Another Emotional Episode – Thanks To It Not Being Self-Contained 
We know we’re a broken record at this point, but I do truly believe one of the big issues with episodic content is that it allows you to become numb. For with patients coming and going, after the first season or so, they become just a means to develop a character’s story. Especially as patients become so disposable.
Yet, whether we’re talking about Nurse Deena, who was infrequently featured, down to Ambar and Martin, just two episodes allowed everything you needed to feel. Beyond the coronavirus being featured, I’d even say it just made these patients feel real and human. That, they were more than the patient of the week who would exist in this dichotomy of either being really sympathetic or an utter ass. We got to know them, their family, if they had one, and got to build a connection to them.
I’d compare it to Alex’s love for Kellan vs. his love for Mia. Generally, most patients are like Mia. We care about them through the doctor that is treating them. However, take away that doctor, and then there is nothing unless the actor is a familiar face or phenomenal in their performance. So, while it is doubtful it’ll happen, one can only hope there are more multi-episode guests or the show at least slows down the process of finding cures or treatment so these people don’t seem in and out like a fast-food process line.
Claire Embracing Grief 
You have to admire Claire’s growth when it comes to handling negative emotions. Formerly, it seemed her main way of handling things was shutting down and pushing people away. However, with Dr. Lim, she made a routine and connected with her, and rather than use empathy to understand Shaun, she admonished Shaun him instead of putting his thoughts and feelings before her own. Mind you, this isn’t saying I want her to be mean to Shaun or anyone else, but even though the show is still learning to be comfortable about race, not just sexism, you have to take note of Claire being a Black woman.

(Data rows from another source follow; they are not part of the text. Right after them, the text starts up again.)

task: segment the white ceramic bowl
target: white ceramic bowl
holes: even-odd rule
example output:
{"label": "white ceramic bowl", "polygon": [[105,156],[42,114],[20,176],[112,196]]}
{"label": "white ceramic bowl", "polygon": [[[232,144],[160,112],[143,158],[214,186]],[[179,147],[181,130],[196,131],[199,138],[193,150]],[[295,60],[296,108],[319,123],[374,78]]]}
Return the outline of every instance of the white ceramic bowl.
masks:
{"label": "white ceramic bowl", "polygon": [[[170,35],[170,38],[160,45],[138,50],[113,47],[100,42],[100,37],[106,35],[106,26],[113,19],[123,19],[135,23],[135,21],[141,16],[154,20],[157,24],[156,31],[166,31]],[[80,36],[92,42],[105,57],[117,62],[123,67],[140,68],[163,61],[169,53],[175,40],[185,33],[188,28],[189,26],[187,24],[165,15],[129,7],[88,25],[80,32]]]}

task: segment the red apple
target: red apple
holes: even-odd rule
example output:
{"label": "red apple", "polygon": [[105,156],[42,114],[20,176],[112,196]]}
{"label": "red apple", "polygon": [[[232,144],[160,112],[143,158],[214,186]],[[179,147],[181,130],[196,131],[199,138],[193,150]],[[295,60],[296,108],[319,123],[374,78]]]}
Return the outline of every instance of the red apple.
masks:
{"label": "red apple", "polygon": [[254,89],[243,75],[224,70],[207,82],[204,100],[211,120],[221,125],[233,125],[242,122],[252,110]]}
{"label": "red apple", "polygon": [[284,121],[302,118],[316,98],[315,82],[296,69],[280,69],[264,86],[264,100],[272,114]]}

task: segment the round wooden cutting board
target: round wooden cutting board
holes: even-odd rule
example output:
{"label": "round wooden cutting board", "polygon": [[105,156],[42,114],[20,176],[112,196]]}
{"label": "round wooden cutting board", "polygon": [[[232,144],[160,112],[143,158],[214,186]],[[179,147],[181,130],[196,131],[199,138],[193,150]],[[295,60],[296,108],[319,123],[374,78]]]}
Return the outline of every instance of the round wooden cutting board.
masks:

The reason I say this is, with being raised by Black women and having them as the majority of my day job supervisors, through Claire, you can see someone who often takes on burdens she shouldn’t have to in order to prove herself. Alongside that, out of fear of possibly being the “Angry Black Woman,” she makes herself small, approachable, yet also easy to exploit at times. Which with her coming to the end of her resident years, it seems she is growing tired of that persona, and it could mean a new Claire emerging.
Sadly, you can almost see Nurse Deena’s death being used to boost Morgan. You could submit it also benefited Dr. Lim by presenting how she felt during her first year, which sets up a new batch of doctors coming onto the show. However, I think death is often the turning point for Morgan, and it is rarely the death of a patient but someone she is close to. So as much as I love seeing Morgan with her walls coming down and her changing her career trajectory, I hope she doesn’t become or already is, the type of character who must experience personal trauma to get her life together.

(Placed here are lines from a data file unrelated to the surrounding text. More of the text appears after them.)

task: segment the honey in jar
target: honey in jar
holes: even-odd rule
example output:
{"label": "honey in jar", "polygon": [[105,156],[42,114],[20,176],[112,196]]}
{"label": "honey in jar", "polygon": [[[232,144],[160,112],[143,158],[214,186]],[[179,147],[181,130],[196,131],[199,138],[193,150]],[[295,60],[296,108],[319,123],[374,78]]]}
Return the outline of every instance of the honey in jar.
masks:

In Debbie’s defense, we’ve been with Dr. Glassman from the beginning, so advocating for him comes easier than taking on her needs as a person. Also, we recognize Dr. Glassman needs to be held accountable for both his actions and inaction. Yet, she continuously rubs us the wrong way.
For this episode, she does so by not taking account of her own actions and placing all the blame on Dr. Glassman. All the while not really taking note of the man he is and reminding you that too much of their relationship was rushed.

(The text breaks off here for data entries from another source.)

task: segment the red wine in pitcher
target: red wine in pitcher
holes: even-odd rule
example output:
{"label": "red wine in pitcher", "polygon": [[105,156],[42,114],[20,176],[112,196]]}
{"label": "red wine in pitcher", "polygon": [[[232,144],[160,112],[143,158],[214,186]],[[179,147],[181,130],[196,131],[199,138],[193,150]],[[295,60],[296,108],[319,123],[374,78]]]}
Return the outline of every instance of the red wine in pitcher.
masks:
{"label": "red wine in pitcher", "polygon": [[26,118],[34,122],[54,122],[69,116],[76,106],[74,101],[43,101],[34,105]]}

Take note, when he had cancer, he expressed all the insecurities he did in this episode which circle around feeling expendable and not useful as he once was. So for him to be forced to repeat that because Debbie is insecure about her place in his life, it makes her come off more so as a liability than an asset. One that seems more part of Dr. Glassman’s life since Shaun created boundaries with him than because he truly wants, never minds needs her. If anything, his want is to avoid loneliness, and she happened to be someone conveniently available.